Why Choose Laser and Me for Melasma in NYC
Diagnosis-first approach: Wood's lamp examination at every consultation to determine epidermal vs. dermal vs. mixed melasma. Layered protocols: we combine topicals, gentle in-office treatment, and lifestyle modifications, not single-shot laser sessions. Conservative laser protocols designed specifically to avoid melasma flares. Multilingual care in English, Russian, and Spanish. NP-supervised: Pavel Atamas, NP, oversees every melasma protocol personally. Convenient Midtown location at 347 5th Avenue, Suite 803A.
Most patients spend $1,500 to $3,500 in the first year for active treatment, then $50 to $200 monthly for ongoing maintenance topicals and SPF. We accept CareCredit and Affirm.
Book a Free Melasma Consultation in NYC
Schedule a complimentary 30-minute consultation at our Midtown Manhattan studio. We will perform a Wood's lamp examination, discuss your specific melasma type, and design a personalized layered protocol. Visit us at 347 5th Avenue, Suite 803A, New York, NY 10016, or call (929) 755-2071.

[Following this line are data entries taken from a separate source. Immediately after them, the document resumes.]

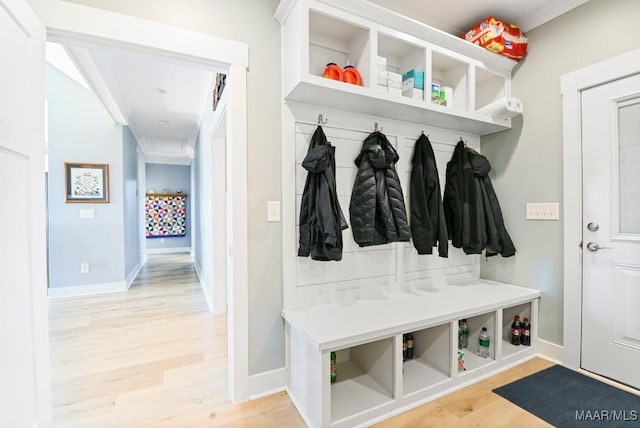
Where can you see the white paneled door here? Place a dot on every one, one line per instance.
(24, 355)
(611, 229)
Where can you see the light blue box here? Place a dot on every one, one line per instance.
(413, 78)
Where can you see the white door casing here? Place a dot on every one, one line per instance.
(66, 21)
(25, 399)
(611, 229)
(574, 86)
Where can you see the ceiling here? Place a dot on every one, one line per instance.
(458, 16)
(163, 100)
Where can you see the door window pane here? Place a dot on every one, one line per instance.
(629, 157)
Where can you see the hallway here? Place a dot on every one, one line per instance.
(146, 357)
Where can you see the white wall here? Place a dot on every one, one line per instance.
(207, 180)
(250, 22)
(80, 130)
(527, 160)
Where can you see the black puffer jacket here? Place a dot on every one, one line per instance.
(428, 226)
(321, 219)
(377, 212)
(471, 207)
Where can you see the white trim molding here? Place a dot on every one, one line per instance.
(134, 273)
(550, 351)
(267, 383)
(572, 85)
(85, 290)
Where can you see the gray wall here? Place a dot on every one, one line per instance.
(527, 160)
(170, 178)
(132, 207)
(251, 22)
(80, 130)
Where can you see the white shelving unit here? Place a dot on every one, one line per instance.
(356, 32)
(361, 306)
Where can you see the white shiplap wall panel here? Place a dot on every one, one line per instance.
(370, 271)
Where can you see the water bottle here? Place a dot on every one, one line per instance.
(483, 342)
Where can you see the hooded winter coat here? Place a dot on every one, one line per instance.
(377, 212)
(321, 218)
(428, 226)
(472, 212)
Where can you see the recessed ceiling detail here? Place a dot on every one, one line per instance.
(162, 100)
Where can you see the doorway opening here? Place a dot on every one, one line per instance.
(83, 25)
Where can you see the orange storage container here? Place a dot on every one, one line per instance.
(499, 37)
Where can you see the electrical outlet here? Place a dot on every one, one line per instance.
(87, 213)
(543, 211)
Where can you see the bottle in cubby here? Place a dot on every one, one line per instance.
(450, 81)
(483, 343)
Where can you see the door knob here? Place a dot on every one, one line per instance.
(592, 246)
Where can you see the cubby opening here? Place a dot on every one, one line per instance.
(489, 87)
(472, 358)
(508, 314)
(447, 71)
(364, 378)
(430, 364)
(400, 57)
(337, 41)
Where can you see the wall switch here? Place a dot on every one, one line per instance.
(87, 213)
(543, 211)
(273, 211)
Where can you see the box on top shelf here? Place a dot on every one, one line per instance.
(499, 37)
(413, 84)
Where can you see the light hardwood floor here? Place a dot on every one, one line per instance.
(155, 357)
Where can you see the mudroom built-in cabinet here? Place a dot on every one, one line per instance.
(361, 306)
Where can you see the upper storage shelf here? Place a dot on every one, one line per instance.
(359, 33)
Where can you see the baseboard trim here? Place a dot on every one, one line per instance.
(268, 383)
(207, 297)
(550, 351)
(84, 290)
(134, 274)
(169, 250)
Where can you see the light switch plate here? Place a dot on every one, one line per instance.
(543, 211)
(273, 211)
(87, 213)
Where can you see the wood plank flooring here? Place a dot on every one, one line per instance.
(155, 357)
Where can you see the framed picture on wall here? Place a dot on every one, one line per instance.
(86, 182)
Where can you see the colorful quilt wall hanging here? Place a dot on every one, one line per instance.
(166, 215)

Frequently Asked Questions
Can melasma be cured?
No. Melasma is a chronic condition. It can be dramatically improved and managed long-term, but the underlying tendency for hyperactive melanocytes does not fully resolve. Most patients can achieve and maintain 70 to 90% improvement with consistent protocol adherence.
How long does melasma treatment take?
Visible improvement: 8 to 12 weeks. Significant improvement: 4 to 6 months. Optimal results: 12 or more months with ongoing maintenance.
Is laser safe for melasma?
Only low-fluence laser toning protocols (gentle Q-switched 1064 nm). Aggressive ablative or fractional laser usually makes melasma worse.
What's the best treatment for melasma in NYC?
A layered protocol: daily SPF 50+ with iron oxides, topical tyrosinase inhibitors plus retinoid plus vitamin C, low-fluence laser toning or microneedling, and oral tranexamic acid where appropriate.
Will my melasma come back after treatment?
Without ongoing sun protection and maintenance topicals, partial recurrence is common within 6 months. With consistent maintenance, results hold for years.
Can I treat melasma during pregnancy?
Limited options only: sun protection, vitamin C, azelaic acid, and niacinamide are pregnancy-safe. Hydroquinone, tretinoin, oral tranexamic acid, and laser are contraindicated.
Does hydroquinone work for melasma?
Yes. It is the gold-standard tyrosinase inhibitor. Use it in 12-week courses with 2 to 3 month breaks to prevent ochronosis.
Is tranexamic acid safe?
Topical and low-dose oral (250 mg twice daily) tranexamic acid is well-tolerated by most patients. Contraindicated for those with clotting disorders, recent surgery, smokers over 35, or those on hormonal therapy.
Is IPL good for melasma?
No. IPL is unpredictable for melasma and often triggers flares. It is excellent for sun spots, not melasma.
Can I do a chemical peel for melasma?
Mild peels only: glycolic 10 to 30%, mandelic acid, or salicylic acid. Deep peels (TCA over 25%) often trigger rebound darkening.